MEXICO: Ex-President Vicente Fox has been on the campaign trail ever since he left office in 2006 — not for re-election, prohibited in Mexico, but to legalize marijuana.
He has promoted regulating a marijuana market and decried the drug war. This year, he has stood alongside former Microsoft executive Jamen Shively as he marketed a plan to operate a chain of “premium” pot dispensaries to serve a market Shively estimates could top $200 billion in the U.S. alone. And as if Fox could envision the profit margins of being a supplier to such a chain, he declared in June that when it’s legal, he’ll grow it.
“I’m a farmer, I can do it,” said Fox, who owns a ranch in Guanajuato state.
Fox’s opinion — once an outlier in conservative Mexico — has lately been garnering high-level support here. Two former presidential cabinet secretaries spoke out this summer in an op-ed in The Washington Post in favor of legalizing marijuana first in Mexico City as a prelude to a serious national debate. They join one of Mexican intellectual Hector Aguilar Camin and anti-crime activist Maria Elena Morera to push for change in the capital.

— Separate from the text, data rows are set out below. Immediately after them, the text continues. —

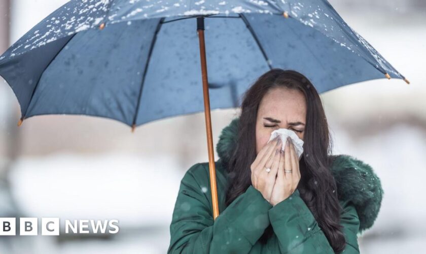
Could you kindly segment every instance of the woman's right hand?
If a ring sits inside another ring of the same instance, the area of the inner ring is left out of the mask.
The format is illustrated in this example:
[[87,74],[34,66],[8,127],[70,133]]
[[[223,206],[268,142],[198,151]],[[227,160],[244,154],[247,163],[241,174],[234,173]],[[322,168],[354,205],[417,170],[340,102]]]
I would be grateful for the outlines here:
[[[252,164],[252,185],[270,202],[281,157],[281,139],[277,136],[264,146]],[[268,173],[266,168],[271,169]]]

“Decriminalization of marijuana is not a silver bullet,” wrote the two former cabinet secretaries, Fernando Gomez Mont and Jorge Castaneda, last month in the Post. “But it would be a major step away from a failed approach. Mexico City is the place to start, thanks to the example set in Colorado and Washington state.”
Mexico City lawmakers have spent the month debating the merits of legalizing marijuana and other drugs; the debate culminates in a final forum in September. It’s not yet clear whether legislation will emerge from the talks, but Mexican thought leaders are pushing for the city to act much as U.S. states have created marijuana legalization schemes despite federal anti-drug laws.
North of the border, 20 states now regulate the use of marijuana for medical purposes. When Washington state and Colorado voted last year to regulate and tax marijuana more generally — adults may possess small amounts; growers and sellers must be licensed — many in Mexico collectively rolled their eyes. And the question began to circulate: Why should Mexico continue its bloody fight against drug trafficking, while the massive consumer market up north legalizes pot like it’s nothing?
Mexico has been fighting a brutal drug war — under pressure by and with help from the U.S. More than 100,000 people have died or disappeared in the violence since 2006, as successive governments — including Fox’s — have tried to dismantle criminal organizations, so far with limited results.
Mexico is believed to supply about half the marijuana consumed in the U.S., according to a report by the Organization of American States. Yet broad-scale marijuana legalization in the U.S., and subsequently in Mexico, may only have a “modest” impact on Mexico’s problems, according to Alejandro Hope, security analyst with the Mexican Institute for Competitiveness.